So far this year, OrganiGram Holdings (NASDAQ:OGI) and Aphria (NYSE:APHA) have lost 11.0% and 36.7% of their stock price. During this period, OrganiGram has outperformed cannabis ETFs and the broader equality markets. YTD, the ETFMG Alternative Harvest ETF (NYSE:MJ) and the Horizons Marijuana Life Sciences Index ETF (TSE:HMMJ) have fallen by 33.4% and 31.4%, respectively. Meanwhile, the S&P 500 Index has fallen by 20%. Pricing pressure, thriving black market sales, and lower-than-expected demand for cannabis derivative products have dragged the sector down.
OrganiGram reported impressive first-quarter earnings on January 14. During the quarter, the company beat analysts’ revenue expectations and reported a positive EBITDA. OrganiGram has already introduced some of its Cannabis 2.0 products in Canadian markets. Along with these factors, analysts’ recent upgrades reduced the weakness in the broader equity markets due to the COVID-19 outbreak.
Meanwhile, Aphria has underperformed cannabis ETFs and the broader equity market this year. In January, the company reported its second-quarter earnings. For the quarter, the company missed analysts’ revenue expectations and beat the EBITDA estimates. However, following the announcement of Aphria’s second-quarter earnings, the company withdrew its fiscal 2020 guidance. Withdrawing the fiscal 2020 guidance and weak second-quarter sales caused the stock to fall.
Now, we’ll compare OrganiGram and Aphria’s valuation multiples. Since the marijuana sector is still in the growth phase, the companies’ expanse will be on the higher side. So, we have considered the EV-to-sale multiple and EV-to-EBITDA multiple.
OrganiGram and Aphria’s EV-to-sales multiples
As of March 31, OrganiGram was trading at a forward EV-to-sales multiple of 2.42x—an increase from 2.18x at the beginning of this year. Analysts’ lower sales expectations for the next four quarters increased the company’s valuation multiple. However, the company’s lower stock price offset some of the declines. At the beginning of this year, analysts expected OrganiGram to report revenues of 229.0 million Canadian dollars. However, they lowered their sales expectation to 215.5 million Canadian dollars as of Tuesday. The decline in marijuana prices and lower-than-expected demand for cannabis-derived products prompted analysts to lower their estimates.
Meanwhile, Aphria’s forward EV-to-sales multiple has declined from 2.17x at the beginning of this year to 1.66x. The decline in Aphria’s stock price dragged its valuation multiple down. However, the decline in analysts’ revenue expectations for the next four quarters offset some of the declines. At the beginning of this year, analysts expected the company to report revenues of 802.2 million Canadian dollars in the next four quarters. However, they lowered their expectations to 713.1 million Canadian dollars as of Tuesday. Aphria’s management withdrew its fiscal 2020 guidance. Industry-wide issues, like pricing pressure and weaker-than-expected demand for Cannabis 2.0 products, led analysts to lower their expectations.
Comparing EV-to-EBITDA multiple of OGI and APHA
Although OrganiGram stock has fallen since the beginning of this year, its forward EV-to-EBITDA multiple has increased. As of Tuesday, OrganiGram was trading at a forward EV-to-EBITDA multiple of 7.96x compared to 7.0x at the beginning of this year. Analysts’ lower EBITDA expectations led to a rise in OrganiGram’s valuation multiple. At the beginning of this year, analysts expected the company to report an EBITDA of 71.4 million Canadian dollars in the next four quarters. However, they lowered their expectations to 65.7 million Canadian dollars as of Tuesday. Pricing pressure and lower-than-expected demand for higher-margin derivative products might have prompted analysts to cut their expectations.

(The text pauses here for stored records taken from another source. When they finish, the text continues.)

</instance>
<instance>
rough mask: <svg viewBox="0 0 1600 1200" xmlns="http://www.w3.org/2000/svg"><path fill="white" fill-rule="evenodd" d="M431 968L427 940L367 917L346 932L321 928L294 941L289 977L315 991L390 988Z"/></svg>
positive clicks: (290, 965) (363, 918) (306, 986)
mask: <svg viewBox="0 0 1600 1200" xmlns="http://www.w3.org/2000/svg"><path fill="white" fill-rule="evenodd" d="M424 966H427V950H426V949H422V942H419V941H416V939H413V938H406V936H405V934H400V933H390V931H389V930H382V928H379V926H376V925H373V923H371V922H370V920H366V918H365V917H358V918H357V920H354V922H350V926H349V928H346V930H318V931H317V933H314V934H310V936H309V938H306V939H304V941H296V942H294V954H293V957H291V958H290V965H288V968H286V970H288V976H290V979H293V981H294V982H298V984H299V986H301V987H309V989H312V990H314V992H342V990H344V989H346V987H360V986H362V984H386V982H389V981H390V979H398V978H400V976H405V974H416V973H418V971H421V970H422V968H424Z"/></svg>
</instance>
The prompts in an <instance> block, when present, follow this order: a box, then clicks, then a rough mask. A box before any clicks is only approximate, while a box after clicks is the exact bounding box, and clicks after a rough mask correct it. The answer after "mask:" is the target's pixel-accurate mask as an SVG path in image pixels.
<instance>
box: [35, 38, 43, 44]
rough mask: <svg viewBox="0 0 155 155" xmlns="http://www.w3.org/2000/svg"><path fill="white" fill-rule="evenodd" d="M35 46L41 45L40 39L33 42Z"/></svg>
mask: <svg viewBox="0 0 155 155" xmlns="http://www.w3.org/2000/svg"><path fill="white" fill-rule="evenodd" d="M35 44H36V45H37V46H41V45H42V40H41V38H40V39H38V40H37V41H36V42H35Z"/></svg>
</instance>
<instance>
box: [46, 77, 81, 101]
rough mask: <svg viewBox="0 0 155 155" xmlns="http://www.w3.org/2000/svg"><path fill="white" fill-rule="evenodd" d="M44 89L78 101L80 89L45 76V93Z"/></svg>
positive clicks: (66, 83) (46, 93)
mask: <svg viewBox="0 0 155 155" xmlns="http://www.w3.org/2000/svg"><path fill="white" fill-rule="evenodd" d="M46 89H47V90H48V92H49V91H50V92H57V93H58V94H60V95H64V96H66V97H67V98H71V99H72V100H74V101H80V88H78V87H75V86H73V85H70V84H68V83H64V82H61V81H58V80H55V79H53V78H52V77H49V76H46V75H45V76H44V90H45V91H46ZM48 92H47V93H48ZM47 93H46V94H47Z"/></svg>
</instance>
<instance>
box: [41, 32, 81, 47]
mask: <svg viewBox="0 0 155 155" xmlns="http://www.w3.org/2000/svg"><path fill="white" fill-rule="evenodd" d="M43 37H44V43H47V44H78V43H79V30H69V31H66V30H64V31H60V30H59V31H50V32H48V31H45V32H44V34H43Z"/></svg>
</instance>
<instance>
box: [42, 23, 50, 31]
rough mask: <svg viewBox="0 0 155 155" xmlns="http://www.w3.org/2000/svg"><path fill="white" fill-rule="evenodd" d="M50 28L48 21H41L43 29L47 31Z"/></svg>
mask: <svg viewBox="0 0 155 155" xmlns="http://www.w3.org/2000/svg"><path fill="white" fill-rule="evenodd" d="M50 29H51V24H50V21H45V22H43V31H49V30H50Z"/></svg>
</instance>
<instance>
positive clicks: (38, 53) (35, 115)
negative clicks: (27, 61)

At the beginning of this year, Aphria was trading at a forward EV-to-EBITDA multiple of 13.9x. However, the decline in Aphria’s stock price dragged its forward EV-to-EBITDA multiple to 12.4x as of Tuesday. Meanwhile, analysts’ lower EBITDA expectations offset some of the declines. At the beginning of 2020, analysts expected Aphria to report an EBITDA of $125 million in the next four quarters. However, they cut their EBITDA expectations to 95.5 million Canadian dollars as of Tuesday.
I think that OrganiGram and Aphria are both well-positioned to capture the growing Cannabis 2.0 market. They have already reported a positive EBITDA, which not many cannabis companies have managed to achieve. At their current levels, OrganiGram and Aphria both look very attractive. I think that investors with a long-term perspective should consider buying the stocks on the dips.